Personal life
- Born: Nora Veronica O'Brien 17 August 1923 Ballinderry, near Tuam, County Galway, Ireland
- Died: 10 April 2006 (aged 82) Lusaka, Zambia
- Education: University College Dublin
- Occupation: Medical Doctor, Missionary Nun

Religious life
- Religion: Roman Catholic
- Order: Missionary Sisters of the Holy Rosary

= Lucy O'Brien (doctor) =

Irish missionary sister and doctor

Sister Dr Lucy O'Brien MB, MRCOG, FRCPI (17 August 1923 – 10 April 2006) was an Irish missionary sister and doctor in Africa.

==Early life and education==
Mary Lucy O'Brien was born Nora Veronica O'Brien in Ballinderry, near Tuam, County Galway on 17 August 1923. She was the second eldest of the eight children of Michael O'Brien and Nora (née Connolly). She had three sisters and four brothers. She attended the Mercy convent school in Tuam. She entered the convent of the Missionary Sisters of the Holy Rosary, in Killeshandra, County Cavan as a postulant in February 1943, professing as Sister Mary Lucy on 28 August 1945. She went to the University College Dublin to train as a doctor, qualifying MB, B.Ch. and BAO in 1952.

==Career==
In 1953, O'Brien was sent to Nigeria. In 1959 she received a diploma in tropical medicine and hygiene, and for the next 14 years she worked in mission hospitals in west Africa. Alongside her colleagues, O'Brien opened the St Charles Borromeo hospital in Onitsha, Nigeria in 1964, where she was the medical superintendent. From 1967 to 1970 a war was fought between the region of Biafra and the federal government, with Onitsha being the capital of the Republic of Biafra, leading to the hospital and other buildings being repeatedly shelled and bombed. The local medical facilities were overwhelmed by refugees and casualties from both sides. O'Brien and her fellow aid workers worked in dangerous conditions, witnessing the famine which then devastated the local area. She had to leave Nigeria when the conditions worsened, alongside hundreds of other expatriates.

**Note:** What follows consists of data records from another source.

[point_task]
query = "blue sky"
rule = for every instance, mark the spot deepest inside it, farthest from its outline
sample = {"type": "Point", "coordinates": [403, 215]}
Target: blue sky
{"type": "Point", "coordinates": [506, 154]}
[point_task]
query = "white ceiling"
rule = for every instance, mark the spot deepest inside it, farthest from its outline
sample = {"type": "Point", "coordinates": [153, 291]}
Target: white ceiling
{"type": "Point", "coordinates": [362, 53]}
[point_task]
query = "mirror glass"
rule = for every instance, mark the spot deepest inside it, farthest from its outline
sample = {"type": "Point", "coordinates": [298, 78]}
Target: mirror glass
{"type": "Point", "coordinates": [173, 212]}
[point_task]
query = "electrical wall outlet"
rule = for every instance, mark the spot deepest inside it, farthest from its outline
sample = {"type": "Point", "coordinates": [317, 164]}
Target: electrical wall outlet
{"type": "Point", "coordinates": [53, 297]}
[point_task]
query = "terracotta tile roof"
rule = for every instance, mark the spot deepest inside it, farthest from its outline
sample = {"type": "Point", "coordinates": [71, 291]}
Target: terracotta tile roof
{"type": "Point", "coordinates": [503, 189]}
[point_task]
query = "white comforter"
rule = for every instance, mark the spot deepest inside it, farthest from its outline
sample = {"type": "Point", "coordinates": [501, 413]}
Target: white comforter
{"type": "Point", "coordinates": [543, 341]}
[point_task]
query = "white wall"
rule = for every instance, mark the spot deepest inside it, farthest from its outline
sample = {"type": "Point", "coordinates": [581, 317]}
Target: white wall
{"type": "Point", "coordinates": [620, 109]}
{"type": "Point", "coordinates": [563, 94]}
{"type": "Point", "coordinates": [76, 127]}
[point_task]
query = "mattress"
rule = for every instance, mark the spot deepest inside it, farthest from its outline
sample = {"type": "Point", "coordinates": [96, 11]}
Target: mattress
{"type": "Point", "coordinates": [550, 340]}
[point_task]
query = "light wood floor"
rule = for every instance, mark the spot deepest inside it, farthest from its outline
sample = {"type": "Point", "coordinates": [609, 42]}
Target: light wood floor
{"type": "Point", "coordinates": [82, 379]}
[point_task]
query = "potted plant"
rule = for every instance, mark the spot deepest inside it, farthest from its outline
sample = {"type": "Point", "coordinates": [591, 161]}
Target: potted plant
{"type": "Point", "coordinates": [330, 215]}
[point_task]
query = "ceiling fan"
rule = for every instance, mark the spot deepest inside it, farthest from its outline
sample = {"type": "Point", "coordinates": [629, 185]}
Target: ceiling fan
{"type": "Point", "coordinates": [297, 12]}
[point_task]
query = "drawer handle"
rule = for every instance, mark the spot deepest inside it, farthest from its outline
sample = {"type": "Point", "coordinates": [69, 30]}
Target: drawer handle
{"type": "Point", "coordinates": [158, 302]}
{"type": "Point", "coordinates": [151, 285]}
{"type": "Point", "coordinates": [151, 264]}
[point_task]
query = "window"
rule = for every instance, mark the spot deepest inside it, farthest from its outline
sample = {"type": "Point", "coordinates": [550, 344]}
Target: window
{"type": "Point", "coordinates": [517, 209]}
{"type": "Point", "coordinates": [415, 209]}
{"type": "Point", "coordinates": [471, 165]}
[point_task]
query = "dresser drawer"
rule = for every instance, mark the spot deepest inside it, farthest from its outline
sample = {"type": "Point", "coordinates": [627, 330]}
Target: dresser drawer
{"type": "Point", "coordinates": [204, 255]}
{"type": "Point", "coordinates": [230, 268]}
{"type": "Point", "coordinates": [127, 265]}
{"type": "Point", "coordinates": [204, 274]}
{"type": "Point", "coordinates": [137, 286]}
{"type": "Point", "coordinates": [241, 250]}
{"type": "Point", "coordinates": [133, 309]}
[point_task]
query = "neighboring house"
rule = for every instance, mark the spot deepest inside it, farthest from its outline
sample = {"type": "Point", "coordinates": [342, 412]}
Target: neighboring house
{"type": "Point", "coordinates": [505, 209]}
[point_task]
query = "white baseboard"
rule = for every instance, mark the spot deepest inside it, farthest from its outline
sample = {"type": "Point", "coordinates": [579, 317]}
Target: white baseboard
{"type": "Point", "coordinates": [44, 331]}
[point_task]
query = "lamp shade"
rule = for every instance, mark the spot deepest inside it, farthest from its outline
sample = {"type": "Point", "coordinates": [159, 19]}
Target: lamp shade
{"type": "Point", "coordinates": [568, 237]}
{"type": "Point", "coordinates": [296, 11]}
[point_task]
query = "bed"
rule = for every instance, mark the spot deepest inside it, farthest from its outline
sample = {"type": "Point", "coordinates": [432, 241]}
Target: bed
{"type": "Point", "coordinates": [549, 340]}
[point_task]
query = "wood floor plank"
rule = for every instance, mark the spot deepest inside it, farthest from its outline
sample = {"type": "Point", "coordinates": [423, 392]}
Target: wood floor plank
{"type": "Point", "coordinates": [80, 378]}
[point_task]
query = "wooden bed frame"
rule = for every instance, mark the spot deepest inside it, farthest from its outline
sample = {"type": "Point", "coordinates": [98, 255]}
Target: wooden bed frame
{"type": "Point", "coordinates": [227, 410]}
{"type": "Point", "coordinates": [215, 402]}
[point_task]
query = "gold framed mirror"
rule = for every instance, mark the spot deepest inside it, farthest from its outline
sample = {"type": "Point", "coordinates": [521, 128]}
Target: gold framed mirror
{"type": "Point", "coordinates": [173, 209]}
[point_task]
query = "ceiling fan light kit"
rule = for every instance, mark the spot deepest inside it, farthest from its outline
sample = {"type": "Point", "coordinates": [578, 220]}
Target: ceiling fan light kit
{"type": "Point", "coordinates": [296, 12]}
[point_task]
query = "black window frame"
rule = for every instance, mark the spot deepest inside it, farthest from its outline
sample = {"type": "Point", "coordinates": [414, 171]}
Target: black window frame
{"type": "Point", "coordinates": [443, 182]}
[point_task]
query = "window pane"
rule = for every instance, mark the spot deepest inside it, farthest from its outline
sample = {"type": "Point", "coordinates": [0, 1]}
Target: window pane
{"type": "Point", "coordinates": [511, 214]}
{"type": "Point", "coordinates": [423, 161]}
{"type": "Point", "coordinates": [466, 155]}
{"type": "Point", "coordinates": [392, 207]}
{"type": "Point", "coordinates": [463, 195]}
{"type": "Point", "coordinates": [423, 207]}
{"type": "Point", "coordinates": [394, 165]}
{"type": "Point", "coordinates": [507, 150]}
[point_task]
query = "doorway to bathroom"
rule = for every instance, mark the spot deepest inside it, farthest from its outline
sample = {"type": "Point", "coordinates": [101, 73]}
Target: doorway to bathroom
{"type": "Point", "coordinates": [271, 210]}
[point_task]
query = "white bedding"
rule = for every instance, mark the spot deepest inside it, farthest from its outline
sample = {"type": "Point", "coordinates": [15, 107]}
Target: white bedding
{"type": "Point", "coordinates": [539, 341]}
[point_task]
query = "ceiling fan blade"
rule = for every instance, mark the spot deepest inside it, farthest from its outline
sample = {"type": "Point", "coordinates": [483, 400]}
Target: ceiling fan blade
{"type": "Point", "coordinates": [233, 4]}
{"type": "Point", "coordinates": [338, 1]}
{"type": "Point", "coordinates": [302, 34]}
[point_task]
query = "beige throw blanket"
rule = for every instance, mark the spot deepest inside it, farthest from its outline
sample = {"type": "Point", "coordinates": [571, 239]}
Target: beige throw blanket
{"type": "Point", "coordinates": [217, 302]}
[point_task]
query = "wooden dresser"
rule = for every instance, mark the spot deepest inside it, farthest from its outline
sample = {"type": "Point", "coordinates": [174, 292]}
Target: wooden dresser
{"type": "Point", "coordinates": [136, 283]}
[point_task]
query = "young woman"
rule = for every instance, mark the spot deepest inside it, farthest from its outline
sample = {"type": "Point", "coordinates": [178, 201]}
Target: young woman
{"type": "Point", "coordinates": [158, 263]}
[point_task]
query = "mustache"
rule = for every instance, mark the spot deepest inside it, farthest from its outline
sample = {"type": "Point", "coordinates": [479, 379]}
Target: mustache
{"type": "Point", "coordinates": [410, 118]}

This allowed O'Brien to travel to England for further training in gynaecology, obtaining Membership of the Royal College of Obstetricians and Gynaecologists in 1971. After this she worked in Sierra Leone for four years. After a year in Rome, O'Brien took up a post as an obstetrician and gynaecologist in Monze Mission Hospital (later known as the Monze District Hospital) in 1976. She worked there until 1999, treating and operating on thousands of women and facilitating the training hundreds of doctors at postgraduate level. With her expertise, Monze became the national centre for repairing fistulas. However, the work of O'Brien and the hospital were put under increasing pressure with the AIDS epidemic from the 1990s onwards. O'Brien was central to many of the efforts to cope with Zambia's health crisis, sitting as a member of the country's medical council, the national AIDS advisory committee, the board of the University Teaching Hospital, Lusaka, and the executive of the Church Hospitals' Association of Zambia. In Ireland, her family and friends assisted in fundraising, for AIDS relief and other projects in Zambia which O'Brien started or aided with after her retirement in 1999. In 2004 when the Co-operative Society's shop in Newcastle, County Tipperary closed, the members decided to donate the funds to charity, and O'Brien used the fund of €10,000 to establish a farming development project in Zambia.

==Awards and honours==
In 1998 O'Brien was made an honorary fellow of the Royal College of Physicians of Ireland. In 2004 she was awarded the Order of Distinguished Service, First Division by President Levy Mwanawasa for her service to the women of Zambia.

==Death and legacy==
She died in Lusaka on 10 April 2006, and was buried in Chikuni Mission near Monze. In 2018, a new Zambian health post was named in honour of O'Brien.